A classical approach to the problem is to treat the Poisson means associated with each observed count as latent variables that are sampled from a specified parametric distribution. Most authors have considered a gamma mixing distribution, which leads to a negative binomial distribution for the observed data (Manton, Woodbury, and Stallard 1981; Margolin, Kaplan, and Zeiger 1981). A log-normal mixing distribution has been advocated also (Hinde 1982). If the shape parameter of the gamma mixing distribution is held constant while the mean varies, the likelihood equations based on the negative binomial model are unbiased and the maximum likelihood estimates of the mean parameters are consistent, regardless of the true variance (Lawless 1987). On the other hand, holding the gamma scale parameter constant while the mean varies leads to negative binomial likelihood equations that are unbiased only under the assumed parametric model (Hausman, Hall, and Griliches 1984).

An alternative approach, which is abbreviated QL/M in the sequel, is to use only the mean and variance structure implied by the mixed Poisson model, estimating the regression coefficients by quasi-likelihood and the variance parameter by the method of moments (Breslow 1984; Williams 1982). Although quasi-likelihood yields asymptotically efficient estimates of the regression coefficients for the negative binomial model with fixed shape parameter, with the method of moments there is some efficiency loss for variance estimation (Lawless 1987). Quasi-likelihood, however, leads quite generally to consistent estimates of the regression coefficients even if the variance function is misspecified (Moore and Tsiatis 1989; Williams 1988).

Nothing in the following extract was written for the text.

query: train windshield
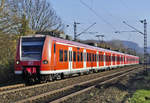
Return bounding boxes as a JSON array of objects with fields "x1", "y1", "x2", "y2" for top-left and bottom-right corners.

An important problem in applications is to test the statistical significance of added variables in a regression model. Three tests are available under likelihood and quasi-likelihood theory: the Wald test based on comparison of estimated coefficients with their standard errors; the (quasi) likelihood ratio test based on comparison of deviances under full and reduced models (McCullagh and Nelder 1983, sec. 8.4); and the (quasi) likelihood score test (McCullagh and Nelder 1983, sec. 114; Pregibon 1982) that uses the estimating equations themselves for inference. Potential drawbacks to the Wald and deviance tests include the fact that both require fitting of the full model, that the deviance is not always explicitly calculable, and that the Wald test is not invariant under model reparameterization (Vaeth 1985). Thus the score test is often the method of choice.

The primary goal of this article is to develop versions of these tests, especially the score test, that are applicable to overdispersed quasi-likelihood models and that are robust against possible misspecification of the mean/variance relationship. A secondary goal is to evaluate the performance of QL/M estimates and test statistics in moderately sized samples, using computer simulation. Although the simulations and much of the discussion are limited to mixed Poisson regression problems, with little extra work we develop estimating equations and test statistics that apply more generally to quasi-likelihood models with structural parameters in the variance function. …